Sidney Wong (Lliyip 四邑, Samsui 三水, Tungkwoon 東莞) from Te Awakairangi ki Tai Lower Hutt will research automatic hate speech detection on social media at the University of Illinois Urbana-Champaign, in Champaign-Urbana, Illinois toward a PhD in Linguistics at the University of Canterbury.
Alexander Young from Tāmaki Makaurau Auckland will complete a Master of Laws specialising in Environmental Law at Duke University in Durham, North Carolina.
Fulbright Ngā Pae o te Māramatanga Graduate Award
Finley Ngarangi Johnson (Rongomaiwahine, Ngāti Kahungunu) will travel from Te Whanganui-a-Tara Wellington to Hawai’i, Duluth, and Baltimore as a Visiting Student Researcher.
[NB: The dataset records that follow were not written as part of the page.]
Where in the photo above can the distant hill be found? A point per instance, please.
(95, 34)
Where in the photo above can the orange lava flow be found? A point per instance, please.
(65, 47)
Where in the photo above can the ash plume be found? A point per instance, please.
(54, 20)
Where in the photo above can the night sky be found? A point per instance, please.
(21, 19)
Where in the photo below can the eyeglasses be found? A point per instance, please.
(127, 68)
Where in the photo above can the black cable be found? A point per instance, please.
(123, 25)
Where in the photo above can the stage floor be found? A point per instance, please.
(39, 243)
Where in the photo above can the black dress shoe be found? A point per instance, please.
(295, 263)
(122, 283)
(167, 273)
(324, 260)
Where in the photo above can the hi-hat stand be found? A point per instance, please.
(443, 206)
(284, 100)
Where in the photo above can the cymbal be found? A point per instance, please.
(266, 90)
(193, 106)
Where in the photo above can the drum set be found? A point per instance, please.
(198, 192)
He will work alongside Indigenous scholars and communities affiliated with the University of Hawai’i at Manoa Office of Public Health Studies, and the Johns Hopkins University Centre for Indigenous Health.
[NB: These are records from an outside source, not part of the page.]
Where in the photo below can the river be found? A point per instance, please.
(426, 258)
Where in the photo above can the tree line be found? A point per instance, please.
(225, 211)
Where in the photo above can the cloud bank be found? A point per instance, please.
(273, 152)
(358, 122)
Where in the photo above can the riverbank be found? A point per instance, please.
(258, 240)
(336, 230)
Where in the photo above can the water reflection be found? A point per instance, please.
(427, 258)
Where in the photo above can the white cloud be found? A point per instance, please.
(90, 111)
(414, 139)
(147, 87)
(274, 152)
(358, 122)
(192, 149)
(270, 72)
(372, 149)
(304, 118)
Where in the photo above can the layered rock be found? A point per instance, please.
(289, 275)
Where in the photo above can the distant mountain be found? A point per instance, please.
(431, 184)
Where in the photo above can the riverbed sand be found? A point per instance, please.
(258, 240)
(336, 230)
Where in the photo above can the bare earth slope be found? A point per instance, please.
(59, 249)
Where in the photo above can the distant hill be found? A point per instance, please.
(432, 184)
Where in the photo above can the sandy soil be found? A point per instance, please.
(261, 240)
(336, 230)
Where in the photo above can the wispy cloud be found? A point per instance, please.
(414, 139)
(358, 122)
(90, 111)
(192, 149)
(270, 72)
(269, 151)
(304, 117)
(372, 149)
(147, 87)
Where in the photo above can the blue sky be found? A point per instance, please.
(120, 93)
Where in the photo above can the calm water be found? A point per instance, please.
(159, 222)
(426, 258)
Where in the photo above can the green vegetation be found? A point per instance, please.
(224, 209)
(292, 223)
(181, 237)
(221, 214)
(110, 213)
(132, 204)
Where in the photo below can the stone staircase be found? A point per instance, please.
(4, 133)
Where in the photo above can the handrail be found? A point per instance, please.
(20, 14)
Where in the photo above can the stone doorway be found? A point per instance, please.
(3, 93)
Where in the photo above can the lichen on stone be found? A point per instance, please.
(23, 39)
Fulbright New Zealand General Graduate Awards
Luke Elborough from Tāmaki Makaurau Auckland will complete a Master of Laws specialising in trial and appellate advocacy, with a focus on criminal law, international law and human rights, at New York University in New York City, New York.
Wiliame Gucake (Vusaratu, Utuali’i) from Te Whanganui-a-Tara Wellington will complete a Master of Laws focused on transitional justice and indigenous rights at Harvard Law School, Cambridge, Massachusetts.
Amelia Kendall (Te Rarawa) from Mitimiti, Northland, will complete a Master of Laws at Harvard Law School in Cambridge, Massachusetts.
Matthew Kereama (Ngāti Manomano) from Tāmaki Makaurau Auckland will complete a Masters of Fine Arts specialising in Stage Directing at Carnegie Mellon University in Pittsburgh, Pennsylvania.
Meg Porteous, (Ngāti Maniapoto/Pākehā) from Taranaki will undertake an MFA in Film Directing at the University of California, Los Angeles, in Los Angeles, California.
Pita Roycroft (Ngāti Tuwharetoa, Ngāti Kahungunu) from Tāmaki Makaurau Auckland will complete a Master of Laws with a focus on the synergies between indigenous law and private law at Harvard Law School in Cambridge, Massachusetts.
Chelsea Wong, (Teo Chew 潮州, Shun Tak 順德) from Tāmaki Makaurau Auckland will complete a Master of Arts in American Studies – Public Humanities focusing on Asian diaspora experiences in the arts at Rutgers University in Newark, New Jersey.
Fulbright New Zealand General Graduate Awards are for promising New Zealand graduate students to undertake postgraduate study or research at US institutions in any field.
Approximately seven awards are granted annually, valued at up to US$50,000 (plus NZ$4,000 travel funding) for up to one year of study or research in the US. Students undertaking multi-year Masters or PhD degrees have the opportunity to apply for additional funding of up to US$40,000 towards their second year of study.
Applications for the 2025 Fulbright New Zealand General Graduate Awards are now open and close on 1 August.
The Fulbright Programme of educational exchange is one of the largest and most significant educational exchanges of scholars in the world.
New Zealand was only the fifth Fulbright Commission in the world, signing up to the programme in 1948. Since then, it has awarded more than 1900 scholarships to New Zealand graduate students, artists, academics and professionals to undertake further research in the US, and welcomed more than 1,600 Americans on exchanges to New Zealand.